Publié le par Glauktier

Un sujet sur ce film est clairement une porte ouverte. Seulement, l'être humain n'a toujours pas réussi à matérialiser correctement sa plus grande peur : Être seul.

 

seuls two

 

Mis à part un titre que je trouve trés bien trouvé et une affiche qui est bien agréable à l'oeil, on ne peut pas sauver ce film.

Vous avez devant vos yeux (non pas ébahis car je pense que vous le saviez) une daube qui ne fait même pas rire un enfant de 8 ans ou vous-même pendant une soirée "craquotte" avec vos potes du rugby.
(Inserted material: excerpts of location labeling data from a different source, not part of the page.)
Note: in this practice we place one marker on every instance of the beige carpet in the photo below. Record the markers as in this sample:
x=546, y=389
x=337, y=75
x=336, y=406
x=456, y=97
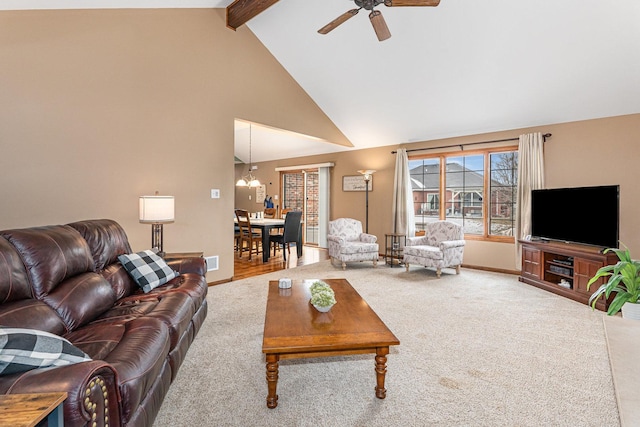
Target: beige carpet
x=478, y=349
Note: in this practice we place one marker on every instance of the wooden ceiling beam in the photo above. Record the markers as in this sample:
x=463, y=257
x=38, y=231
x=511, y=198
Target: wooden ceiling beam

Le scénario, les acteurs, la réalisation. Tout est à chier. Le pire c'est le montage qui rend le film incompréhensible, aider d'un script qui, je crois, n'a pas très bien compris son travail. Le déroulement du film est extrêmement long. Devant lui, les secondes vous paraissent des heures ! Éric et Ramzy sont la parfaite incarnation des célébrités qui ont dérapés, plus drôles, bouffés par leur popularité et qui ont laissé au placard ce qui les rendait intéressant à leur début. Ramzy a la voix derraillé par l'alcool et je ne sais quoi (mais je sais en fait très bien), Éric à troqué ses gags par un jeu aussi fade que sa coiffure. Mais oû est donc passé la Tour Montparnasse Infernale qui était sorti du lot des films de comiques il y a plusieurs années ??
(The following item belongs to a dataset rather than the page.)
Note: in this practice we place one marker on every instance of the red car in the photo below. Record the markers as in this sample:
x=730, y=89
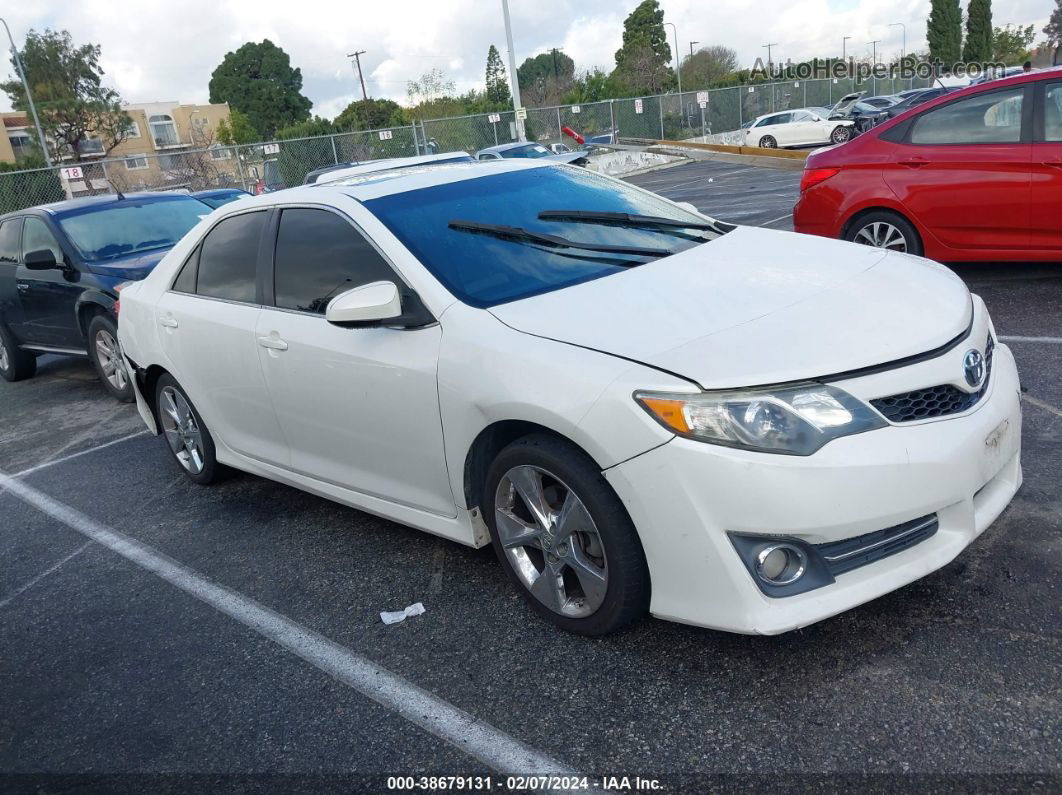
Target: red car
x=973, y=175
Dans la même catégorie, je vous déconseille Double Zéro, avec les même comédiens, et qui possède exactement des même tares ! Je narrive pas à comprendre comment, avec des scénario pareil, la production peut avoir des acteurs comme Benoit Magimel (bien que je ne le porte pas dans mon coeur) et Edward Baer (qui n'est pas exceptionnel qui sait encore se démarquer par son originalité).

 

Là encore, on retrouve une problématique que je citais dans ma critique du film Légion. En effet, Seuls Two amène une idée déja faite au cinéma, un concept très intéressant: un être humain se retrouve seul sur la Terre avec tout ce qu'elle à offrir aujourd'hui dans les grandes villes. Que faire d'une bonne idée qui n'a jamais été bien terminé ? Parce qu'en effet je considère ce problème, tel qu'il est posé, non conclu. Les films 28 jours plus tard et Je suis une légende tentent d'y apporter une réponse sans succés. Le premier se finit en film de zombie et le second vire au film de zombie à son tour pour finir en délire biblique absolument gerbant. Seuls Two, lui, tente d'expliquer ce phénomène par un revirement à peine expliqué contradictoire dû au rapprochement physique ou mentale des deux personnages (Éric et Ramzy) et qui ne fait que détester le film d'avantage.

 

Tous les films qui portent ce thème s'étouffent dans l'oeuf, se noient dans leur vomi ou suffoquent sous la douche… Le dévellopement n'est pas à la hauteur du concept de base. Je déclare donc la problématique du "Dernier homme sur terre" toujours ouverte, car, actuellement, aucune fin n'est satisfaisante.